The following are some DoD-specific provisions to be aware of:

  • Section 827: Directs a pilot program on recovering costs from contractors whose protests are denied by the Government Accountability Office.
  • Section 831: Redefines Major Defense Acquisition Programs and Defense Business Systems.
  • Section 832: Prohibits the use of lowest price technically acceptable source selection process for engineering and manufacturing development contracts for major defense acquisition programs.
  • Sections 841-844: Numerous enhancements relating to the acquisition work force.
  • Section 854: Pilot program for multiyear contracts up to 10 years in length.
  • Section 905: Adds qualifications for appointment as the Under Secretary of Defense (Comptroller) and the Deputy CFO. Adds duties and powers to the Under Secretary’s position.
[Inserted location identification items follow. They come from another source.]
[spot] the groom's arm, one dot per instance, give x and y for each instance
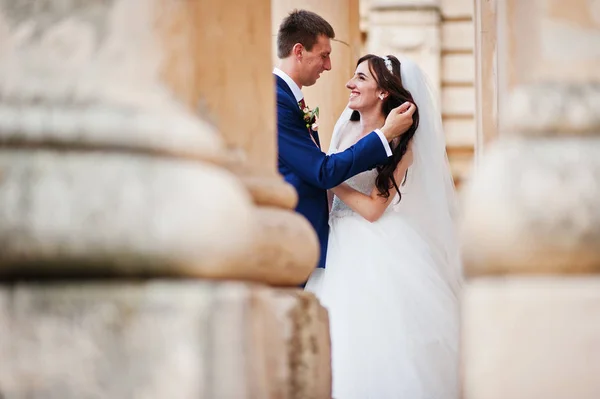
(299, 153)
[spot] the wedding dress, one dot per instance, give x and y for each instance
(391, 287)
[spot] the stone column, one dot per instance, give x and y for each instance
(329, 93)
(111, 180)
(532, 222)
(231, 81)
(486, 73)
(410, 28)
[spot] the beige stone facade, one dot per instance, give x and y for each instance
(438, 35)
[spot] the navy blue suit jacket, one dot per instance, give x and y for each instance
(311, 171)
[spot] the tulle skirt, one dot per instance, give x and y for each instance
(394, 318)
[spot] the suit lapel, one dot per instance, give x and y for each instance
(284, 86)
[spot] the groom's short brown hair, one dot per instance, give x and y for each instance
(303, 27)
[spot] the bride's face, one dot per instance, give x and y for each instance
(363, 89)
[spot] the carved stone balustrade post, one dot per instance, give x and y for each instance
(531, 227)
(110, 180)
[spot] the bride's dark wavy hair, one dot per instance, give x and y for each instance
(390, 82)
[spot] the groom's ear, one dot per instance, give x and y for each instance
(297, 50)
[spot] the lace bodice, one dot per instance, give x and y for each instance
(363, 182)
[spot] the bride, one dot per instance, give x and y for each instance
(393, 273)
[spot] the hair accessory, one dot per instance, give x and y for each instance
(388, 63)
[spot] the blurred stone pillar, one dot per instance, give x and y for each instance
(108, 171)
(532, 223)
(410, 28)
(329, 93)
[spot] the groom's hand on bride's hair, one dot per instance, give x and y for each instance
(398, 121)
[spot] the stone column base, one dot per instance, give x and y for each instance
(165, 339)
(532, 337)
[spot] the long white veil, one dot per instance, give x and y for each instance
(428, 197)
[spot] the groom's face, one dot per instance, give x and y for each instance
(316, 61)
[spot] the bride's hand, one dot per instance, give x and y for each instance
(405, 163)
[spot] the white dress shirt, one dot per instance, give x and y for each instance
(299, 96)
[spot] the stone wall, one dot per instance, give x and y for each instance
(438, 35)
  • Section 906: Redesignates Principal Deputy Under Secretaries of Defense as Deputy Under Secretaries of Defense.
  • Section 910: Establishes a Chief Management Officer of the Department of Defense. This will be the number three ranking person in the department, below the Secretary and Deputy Secretary, but above the Under Secretaries.
  • Section 921: Adds qualifications for appointment as the Assistant Secretary for Financial Management in each of the three military departments.
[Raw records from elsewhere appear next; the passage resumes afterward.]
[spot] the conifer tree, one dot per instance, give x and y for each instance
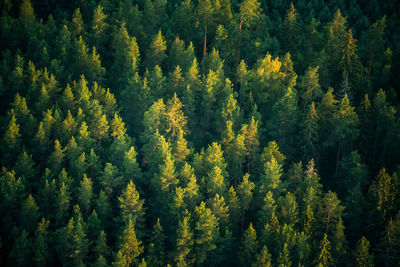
(156, 52)
(85, 194)
(324, 258)
(21, 253)
(29, 213)
(131, 205)
(362, 256)
(156, 250)
(184, 243)
(248, 246)
(206, 232)
(129, 248)
(263, 259)
(245, 192)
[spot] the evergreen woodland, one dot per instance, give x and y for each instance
(199, 133)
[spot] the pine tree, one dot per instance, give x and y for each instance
(62, 204)
(79, 246)
(103, 208)
(325, 258)
(129, 248)
(215, 182)
(245, 192)
(310, 131)
(126, 55)
(130, 167)
(29, 213)
(263, 259)
(290, 29)
(85, 194)
(184, 243)
(131, 205)
(77, 25)
(21, 253)
(248, 246)
(206, 232)
(156, 251)
(156, 52)
(12, 134)
(362, 256)
(40, 244)
(99, 27)
(101, 248)
(220, 210)
(117, 127)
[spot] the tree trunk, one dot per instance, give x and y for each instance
(205, 41)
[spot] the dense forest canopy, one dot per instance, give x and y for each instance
(199, 133)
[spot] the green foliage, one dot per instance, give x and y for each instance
(196, 120)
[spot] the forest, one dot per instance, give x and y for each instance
(199, 133)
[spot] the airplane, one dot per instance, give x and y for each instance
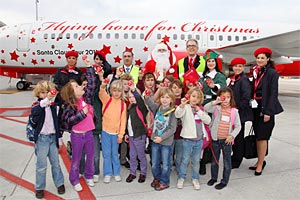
(38, 48)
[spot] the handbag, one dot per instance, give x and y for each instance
(250, 150)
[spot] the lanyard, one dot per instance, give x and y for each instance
(256, 83)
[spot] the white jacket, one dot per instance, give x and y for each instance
(188, 121)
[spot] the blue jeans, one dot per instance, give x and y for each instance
(161, 154)
(178, 153)
(96, 156)
(45, 147)
(217, 146)
(111, 161)
(190, 149)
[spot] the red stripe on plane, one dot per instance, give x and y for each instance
(25, 184)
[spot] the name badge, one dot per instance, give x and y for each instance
(253, 103)
(225, 118)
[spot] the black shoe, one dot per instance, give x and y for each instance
(61, 189)
(211, 182)
(39, 194)
(202, 170)
(220, 186)
(254, 167)
(142, 178)
(127, 165)
(130, 178)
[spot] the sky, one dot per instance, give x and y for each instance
(19, 11)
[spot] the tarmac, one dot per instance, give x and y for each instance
(280, 178)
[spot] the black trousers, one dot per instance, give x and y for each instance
(238, 148)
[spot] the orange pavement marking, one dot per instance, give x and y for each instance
(25, 184)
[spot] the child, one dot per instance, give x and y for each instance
(223, 132)
(45, 121)
(177, 88)
(164, 127)
(193, 119)
(113, 128)
(137, 131)
(79, 115)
  • Section 925: Moves background and security investigations from OPM to DoD.
  • Section 1002: Adds a new chapter to Title 10 consolidating, codifying, and improving authorities and requirements relating to the audit of DoD financial statements. Among many other changes, the Financial Improvement and Audit Readiness (FIAR) plan is now called Financial Improvement and Audit Remediation (FIAR) plan.
  • Section 1004: By mid-March 2018, DoD must submit a report to Congress ranking every DoD component/agency on their auditability.
  • Section 1103: The temporary authority for DoD to offer Voluntary Separation Incentive Program payments up to $40,000 (rather than the old $25,000) will not expire on Sept 30, 2018. It is extended to Sept 30, 2021.
  • Section 1648: Requires a report to Congress by May 1, 2018 on the termination of the dual-hat arrangement for the Commander of the United States Cyber Command.
  • Section 2802: Operation and Maintenance (O&M) appropriations may be used for construction up to $2,000,000 (up from the previous $1,000,000). Also, the unspecified MILCON limit goes from $3,000,000 to $6,000,000.
  • Section 2803: The Secretary of each component will adjust the $6,000,000 unspecified MILCON limit each fiscal year to reflect the local construction cost index, but the limit may not exceed $10,000,000.
  • Section 2805: The Secretary of each component may use O&M funds to replace building damaged or destroyed by natural disasters or terrorism incidents, with a limit of $50,000,000 per fiscal year.